Other unique approaches and amenities of the facility include:
- A novel chemotherapy chair that includes a chairside touch-screen interactive system enabling patients to call a nurse, get some work or shopping done on the Internet, or make videophone calls with friends and family, and control their own lighting and heating in the space.
- A gallery space featuring seasonal exhibitions incorporating patients’ stories and installed by Brooklyn-based artists.
- Integrative medicine services such as Reiki, acupressure, and massage therapy can be delivered chairside by specially trained nurses on staff.
- Telemedicine, to enable patients to communicate with their Manhattan-based MSKCC physicians, nurses, and healthcare professionals from other disciplines, such as social work.
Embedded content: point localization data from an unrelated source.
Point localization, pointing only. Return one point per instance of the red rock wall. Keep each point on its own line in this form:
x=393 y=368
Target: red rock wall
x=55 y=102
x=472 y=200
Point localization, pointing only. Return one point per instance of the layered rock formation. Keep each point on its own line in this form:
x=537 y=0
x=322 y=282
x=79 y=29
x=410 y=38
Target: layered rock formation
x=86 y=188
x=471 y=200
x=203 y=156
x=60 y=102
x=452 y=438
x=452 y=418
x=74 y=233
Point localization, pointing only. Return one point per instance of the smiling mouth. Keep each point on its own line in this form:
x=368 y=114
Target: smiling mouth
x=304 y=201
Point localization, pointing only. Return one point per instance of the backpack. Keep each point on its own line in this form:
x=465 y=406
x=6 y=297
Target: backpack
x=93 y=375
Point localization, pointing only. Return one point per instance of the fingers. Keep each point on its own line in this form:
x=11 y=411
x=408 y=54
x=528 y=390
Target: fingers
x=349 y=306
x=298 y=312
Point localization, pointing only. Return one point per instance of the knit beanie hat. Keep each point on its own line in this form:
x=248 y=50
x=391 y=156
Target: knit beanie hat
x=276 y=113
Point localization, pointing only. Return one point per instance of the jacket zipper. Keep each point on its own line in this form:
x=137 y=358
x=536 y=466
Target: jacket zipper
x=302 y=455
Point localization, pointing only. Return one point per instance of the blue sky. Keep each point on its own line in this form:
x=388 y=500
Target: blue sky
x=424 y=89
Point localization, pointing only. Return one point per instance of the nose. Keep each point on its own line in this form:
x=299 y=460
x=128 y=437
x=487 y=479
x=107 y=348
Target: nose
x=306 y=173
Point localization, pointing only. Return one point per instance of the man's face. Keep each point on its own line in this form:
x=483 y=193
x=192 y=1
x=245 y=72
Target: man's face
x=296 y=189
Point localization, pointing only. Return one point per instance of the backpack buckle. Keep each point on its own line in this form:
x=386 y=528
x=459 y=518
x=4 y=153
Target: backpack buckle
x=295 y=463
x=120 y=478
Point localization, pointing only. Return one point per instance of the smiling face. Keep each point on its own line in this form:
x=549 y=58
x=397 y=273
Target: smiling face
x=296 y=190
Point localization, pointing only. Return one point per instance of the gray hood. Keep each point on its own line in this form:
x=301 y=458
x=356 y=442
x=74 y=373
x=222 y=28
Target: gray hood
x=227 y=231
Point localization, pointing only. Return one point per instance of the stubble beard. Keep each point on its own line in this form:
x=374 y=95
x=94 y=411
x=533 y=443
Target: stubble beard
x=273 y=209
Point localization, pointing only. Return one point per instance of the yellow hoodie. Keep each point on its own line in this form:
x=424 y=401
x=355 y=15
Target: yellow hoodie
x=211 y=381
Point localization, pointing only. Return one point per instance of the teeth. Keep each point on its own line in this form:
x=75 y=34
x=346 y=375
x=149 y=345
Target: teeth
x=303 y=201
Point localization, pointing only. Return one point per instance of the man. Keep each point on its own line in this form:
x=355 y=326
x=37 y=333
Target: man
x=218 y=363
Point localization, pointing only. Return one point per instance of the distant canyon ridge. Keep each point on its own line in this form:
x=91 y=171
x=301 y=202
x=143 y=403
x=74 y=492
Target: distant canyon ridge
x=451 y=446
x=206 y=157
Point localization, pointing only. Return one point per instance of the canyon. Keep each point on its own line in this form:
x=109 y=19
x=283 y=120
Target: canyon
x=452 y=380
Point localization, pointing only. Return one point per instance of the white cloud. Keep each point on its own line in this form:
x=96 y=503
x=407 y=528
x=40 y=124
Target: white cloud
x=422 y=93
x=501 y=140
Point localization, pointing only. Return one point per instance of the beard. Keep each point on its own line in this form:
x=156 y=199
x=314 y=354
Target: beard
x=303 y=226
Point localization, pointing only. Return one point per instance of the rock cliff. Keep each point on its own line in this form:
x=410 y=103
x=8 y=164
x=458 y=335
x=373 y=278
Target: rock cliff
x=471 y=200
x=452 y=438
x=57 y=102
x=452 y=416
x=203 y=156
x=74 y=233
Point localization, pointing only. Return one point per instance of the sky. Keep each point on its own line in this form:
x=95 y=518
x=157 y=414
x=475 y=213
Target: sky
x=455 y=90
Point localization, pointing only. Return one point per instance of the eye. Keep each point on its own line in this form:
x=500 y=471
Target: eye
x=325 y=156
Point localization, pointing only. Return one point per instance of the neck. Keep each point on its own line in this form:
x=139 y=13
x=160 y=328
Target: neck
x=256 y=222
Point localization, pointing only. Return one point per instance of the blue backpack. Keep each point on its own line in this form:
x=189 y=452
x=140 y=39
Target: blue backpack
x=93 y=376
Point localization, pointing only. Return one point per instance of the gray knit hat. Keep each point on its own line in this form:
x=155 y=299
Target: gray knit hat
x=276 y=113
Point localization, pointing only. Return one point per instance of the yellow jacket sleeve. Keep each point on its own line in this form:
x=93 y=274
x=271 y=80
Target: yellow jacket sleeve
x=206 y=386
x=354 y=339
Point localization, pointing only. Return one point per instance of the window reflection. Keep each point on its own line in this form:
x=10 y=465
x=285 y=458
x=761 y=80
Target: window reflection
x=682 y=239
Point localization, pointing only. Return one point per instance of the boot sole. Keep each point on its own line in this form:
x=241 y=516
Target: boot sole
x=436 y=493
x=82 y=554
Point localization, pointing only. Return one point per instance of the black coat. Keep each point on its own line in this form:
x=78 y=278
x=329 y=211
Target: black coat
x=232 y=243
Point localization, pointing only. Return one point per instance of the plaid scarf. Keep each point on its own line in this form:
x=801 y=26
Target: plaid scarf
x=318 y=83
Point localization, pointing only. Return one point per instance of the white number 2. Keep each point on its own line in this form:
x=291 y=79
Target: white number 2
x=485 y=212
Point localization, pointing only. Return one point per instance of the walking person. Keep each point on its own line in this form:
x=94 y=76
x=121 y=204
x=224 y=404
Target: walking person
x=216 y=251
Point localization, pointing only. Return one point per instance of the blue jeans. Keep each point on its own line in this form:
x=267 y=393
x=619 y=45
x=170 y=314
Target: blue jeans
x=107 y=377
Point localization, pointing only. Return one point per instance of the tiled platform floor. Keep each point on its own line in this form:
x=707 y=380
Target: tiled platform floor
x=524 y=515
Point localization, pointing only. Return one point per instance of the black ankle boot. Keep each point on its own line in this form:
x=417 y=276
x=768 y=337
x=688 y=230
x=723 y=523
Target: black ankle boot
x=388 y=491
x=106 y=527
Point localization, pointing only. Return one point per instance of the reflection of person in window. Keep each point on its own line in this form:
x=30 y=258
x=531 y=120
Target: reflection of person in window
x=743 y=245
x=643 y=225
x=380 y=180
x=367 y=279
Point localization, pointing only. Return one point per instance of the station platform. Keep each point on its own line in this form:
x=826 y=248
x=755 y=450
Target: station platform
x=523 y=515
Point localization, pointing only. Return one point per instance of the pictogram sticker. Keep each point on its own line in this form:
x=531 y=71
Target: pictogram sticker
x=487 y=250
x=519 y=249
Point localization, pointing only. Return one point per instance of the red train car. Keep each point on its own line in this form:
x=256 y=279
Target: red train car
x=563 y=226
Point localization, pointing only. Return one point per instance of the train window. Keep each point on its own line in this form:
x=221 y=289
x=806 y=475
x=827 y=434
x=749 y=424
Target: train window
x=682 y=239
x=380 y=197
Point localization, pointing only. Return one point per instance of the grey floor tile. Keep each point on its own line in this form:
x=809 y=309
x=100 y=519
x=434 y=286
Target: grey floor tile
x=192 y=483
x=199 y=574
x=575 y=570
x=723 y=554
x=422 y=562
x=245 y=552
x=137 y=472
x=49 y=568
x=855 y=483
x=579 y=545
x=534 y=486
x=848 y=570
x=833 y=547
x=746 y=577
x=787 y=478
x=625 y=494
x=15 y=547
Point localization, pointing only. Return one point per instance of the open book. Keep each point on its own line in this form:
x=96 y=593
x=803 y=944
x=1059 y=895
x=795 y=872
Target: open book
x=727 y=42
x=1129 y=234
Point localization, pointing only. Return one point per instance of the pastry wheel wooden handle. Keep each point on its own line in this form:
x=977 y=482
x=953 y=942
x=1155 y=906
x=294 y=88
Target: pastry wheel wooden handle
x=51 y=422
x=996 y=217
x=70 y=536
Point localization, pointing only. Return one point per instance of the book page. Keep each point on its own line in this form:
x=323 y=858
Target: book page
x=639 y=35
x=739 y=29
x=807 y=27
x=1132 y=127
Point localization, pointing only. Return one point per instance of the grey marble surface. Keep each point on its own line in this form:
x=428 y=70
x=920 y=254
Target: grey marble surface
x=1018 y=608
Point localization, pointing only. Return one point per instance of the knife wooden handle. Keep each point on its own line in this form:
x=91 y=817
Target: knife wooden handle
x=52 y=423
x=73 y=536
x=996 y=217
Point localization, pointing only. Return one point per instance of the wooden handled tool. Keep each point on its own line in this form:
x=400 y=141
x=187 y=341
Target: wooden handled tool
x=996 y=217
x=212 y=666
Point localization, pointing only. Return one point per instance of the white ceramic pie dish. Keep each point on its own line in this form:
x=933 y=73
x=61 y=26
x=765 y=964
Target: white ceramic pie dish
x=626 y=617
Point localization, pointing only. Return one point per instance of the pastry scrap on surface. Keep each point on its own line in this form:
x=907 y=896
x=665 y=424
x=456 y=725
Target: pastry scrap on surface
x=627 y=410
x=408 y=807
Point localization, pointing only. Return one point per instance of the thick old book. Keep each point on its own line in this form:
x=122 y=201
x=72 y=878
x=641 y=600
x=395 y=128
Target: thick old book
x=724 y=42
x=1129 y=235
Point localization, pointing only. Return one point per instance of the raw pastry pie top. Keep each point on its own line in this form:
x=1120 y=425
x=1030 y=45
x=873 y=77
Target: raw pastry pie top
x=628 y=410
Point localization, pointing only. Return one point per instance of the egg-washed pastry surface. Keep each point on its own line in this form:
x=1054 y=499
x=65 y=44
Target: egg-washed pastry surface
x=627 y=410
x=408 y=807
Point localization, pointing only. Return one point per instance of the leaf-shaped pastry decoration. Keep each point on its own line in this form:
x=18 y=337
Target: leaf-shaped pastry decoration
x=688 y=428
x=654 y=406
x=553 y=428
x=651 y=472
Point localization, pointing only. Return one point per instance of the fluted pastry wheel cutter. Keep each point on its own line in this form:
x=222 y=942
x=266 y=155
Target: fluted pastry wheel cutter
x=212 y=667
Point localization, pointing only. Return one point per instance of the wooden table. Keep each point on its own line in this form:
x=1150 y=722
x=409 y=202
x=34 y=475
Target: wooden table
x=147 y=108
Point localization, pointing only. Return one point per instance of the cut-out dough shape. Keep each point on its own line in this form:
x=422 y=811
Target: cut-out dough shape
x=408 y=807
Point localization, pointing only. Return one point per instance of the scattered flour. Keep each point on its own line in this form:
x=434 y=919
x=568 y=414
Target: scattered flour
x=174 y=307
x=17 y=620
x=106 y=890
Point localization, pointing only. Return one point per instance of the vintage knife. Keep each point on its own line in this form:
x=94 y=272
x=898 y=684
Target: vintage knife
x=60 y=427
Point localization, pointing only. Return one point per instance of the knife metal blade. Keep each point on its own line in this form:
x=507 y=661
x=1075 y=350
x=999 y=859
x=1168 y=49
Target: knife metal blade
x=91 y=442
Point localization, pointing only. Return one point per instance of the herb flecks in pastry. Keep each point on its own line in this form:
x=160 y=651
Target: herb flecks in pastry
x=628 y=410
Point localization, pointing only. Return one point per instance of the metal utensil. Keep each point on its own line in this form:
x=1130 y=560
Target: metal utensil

- Patient-centered amenities including the ability to leave between visits personal belongings such as photographs of loved ones that will be set up in the treatment bay for the patient upon arrival, and choices of places to move about while receiving chemotherapy, whenever possible. A library is available for peaceful reading, and a communal “farm table” allows people to gather.
- An indoor garden space, which offers patients a place to socialize, sit quietly, or participate in activities that accommodate both patients and their care partners.
- Community outreach events, such as lectures and seminars about cancer prevention, screening, and treatment.
The Brooklyn Infusion Center was constructed under the direction of Memorial Sloan Kettering’s Design and Construction Department. The facilities project team included Stantec, Zimmer Gunsul Frasca Architects, AKF Engineers, and JGN Construction. Design Institutions such as Parsons: The New School for Design, Chicago’s Institute of Design, and the IDEO design firm were consulted to generate ideas for the facility.
The Brooklyn Infusion Center cost $3.5 million to construct and is located at 557 Atlantic Avenue near a major transportation hub, including subways, a Long Island Railroad station, and several parking facilities. The Center has 12 treatment rooms and the capacity to accommodate 30 patients and their visitors a day, including Saturdays.